To be sure, public confusion and discord have been abetted by muddled messages from government and science, compounded by lies and disinformation spewed via social media.
But in the absence of authority or fortitude to impose public health policies, federal leaders have largely deferred to state and local government. The result: a bewildering and inconsistent panoply of policies that vary from one jurisdiction to the next, and may change overnight.
“There’s just been such tremendous inconsistency in communications about this,” said Corey Basch, chair of the public health department at William Paterson University in New Jersey. “I can understand why there are pockets of the population who really don’t want this mandated, and (they) feel distrust.”
Consider Los Angeles and Orange counties in California, sibling hotbeds of COVID-19 that form the nation’s largest metro area.
In May, after the Orange County Board of Supervisors announced plans to offer a digital record for residents who have been vaccinated, hundreds of enraged people — leery of a new vaccine — jammed a meeting and denounced what they mistakenly believed was a mandatory COVID-19 passport system.
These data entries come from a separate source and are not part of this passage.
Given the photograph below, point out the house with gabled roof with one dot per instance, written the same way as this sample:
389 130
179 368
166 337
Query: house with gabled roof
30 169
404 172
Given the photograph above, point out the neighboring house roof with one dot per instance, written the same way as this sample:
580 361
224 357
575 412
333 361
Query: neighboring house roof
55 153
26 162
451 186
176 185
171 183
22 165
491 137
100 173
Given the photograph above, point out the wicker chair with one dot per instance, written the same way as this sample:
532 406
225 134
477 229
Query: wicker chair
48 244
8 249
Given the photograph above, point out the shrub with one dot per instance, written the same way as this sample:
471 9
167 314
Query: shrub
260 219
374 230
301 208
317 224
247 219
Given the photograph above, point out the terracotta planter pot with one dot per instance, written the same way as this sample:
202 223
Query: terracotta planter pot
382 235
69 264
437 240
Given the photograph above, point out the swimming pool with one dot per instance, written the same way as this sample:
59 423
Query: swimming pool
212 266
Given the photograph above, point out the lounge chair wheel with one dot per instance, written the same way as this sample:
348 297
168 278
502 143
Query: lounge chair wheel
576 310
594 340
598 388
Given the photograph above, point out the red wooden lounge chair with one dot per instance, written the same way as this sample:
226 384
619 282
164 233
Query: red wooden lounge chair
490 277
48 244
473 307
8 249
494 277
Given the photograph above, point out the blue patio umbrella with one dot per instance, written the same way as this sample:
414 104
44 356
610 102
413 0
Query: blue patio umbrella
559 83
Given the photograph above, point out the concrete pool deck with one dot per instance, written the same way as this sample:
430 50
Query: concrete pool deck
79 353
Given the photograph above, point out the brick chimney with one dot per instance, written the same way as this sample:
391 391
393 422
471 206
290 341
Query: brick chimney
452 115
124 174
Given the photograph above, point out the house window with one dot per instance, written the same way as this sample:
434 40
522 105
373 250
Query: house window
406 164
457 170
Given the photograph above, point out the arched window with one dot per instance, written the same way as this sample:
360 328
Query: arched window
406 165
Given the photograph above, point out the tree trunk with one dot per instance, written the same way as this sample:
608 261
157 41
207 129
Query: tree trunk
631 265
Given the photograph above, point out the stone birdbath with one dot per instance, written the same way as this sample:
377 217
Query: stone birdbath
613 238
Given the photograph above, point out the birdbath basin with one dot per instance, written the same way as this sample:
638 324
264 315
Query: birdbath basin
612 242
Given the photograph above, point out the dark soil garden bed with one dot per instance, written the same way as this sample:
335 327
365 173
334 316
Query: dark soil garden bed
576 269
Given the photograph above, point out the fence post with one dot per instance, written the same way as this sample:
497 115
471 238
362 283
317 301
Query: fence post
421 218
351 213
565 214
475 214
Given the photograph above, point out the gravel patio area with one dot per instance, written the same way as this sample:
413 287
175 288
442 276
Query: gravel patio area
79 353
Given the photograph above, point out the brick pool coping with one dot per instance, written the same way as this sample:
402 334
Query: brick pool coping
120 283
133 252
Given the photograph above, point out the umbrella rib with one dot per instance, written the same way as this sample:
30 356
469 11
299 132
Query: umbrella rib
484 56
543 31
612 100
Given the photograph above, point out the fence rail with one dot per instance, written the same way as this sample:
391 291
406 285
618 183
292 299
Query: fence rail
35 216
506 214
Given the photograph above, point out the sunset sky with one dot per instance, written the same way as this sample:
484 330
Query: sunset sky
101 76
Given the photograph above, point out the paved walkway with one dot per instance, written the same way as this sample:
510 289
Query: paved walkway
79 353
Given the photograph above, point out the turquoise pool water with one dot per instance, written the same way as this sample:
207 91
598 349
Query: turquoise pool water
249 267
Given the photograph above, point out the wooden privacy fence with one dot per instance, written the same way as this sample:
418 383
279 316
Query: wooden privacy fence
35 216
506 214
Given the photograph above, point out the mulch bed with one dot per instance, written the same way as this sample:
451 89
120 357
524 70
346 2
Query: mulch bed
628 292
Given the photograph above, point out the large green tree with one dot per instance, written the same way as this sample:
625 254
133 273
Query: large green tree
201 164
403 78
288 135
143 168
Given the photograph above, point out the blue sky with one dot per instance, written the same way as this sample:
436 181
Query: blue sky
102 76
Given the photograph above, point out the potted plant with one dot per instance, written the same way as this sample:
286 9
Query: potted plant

Jeanine Robbins, 60, of Anaheim, who attended that event, noticed that nearly all the people opposed to vaccination were also maskless. “I think they’re just taking advantage, and they’re putting other people at risk,” Robbins said. “It’s selfishness.”
By contrast, Michael Thomas, a 62-year-old accountant in San Clemente, said he doesn’t believe masks work and he won’t be getting shots because “a person’s immune system will either fight off COVID or it won’t.”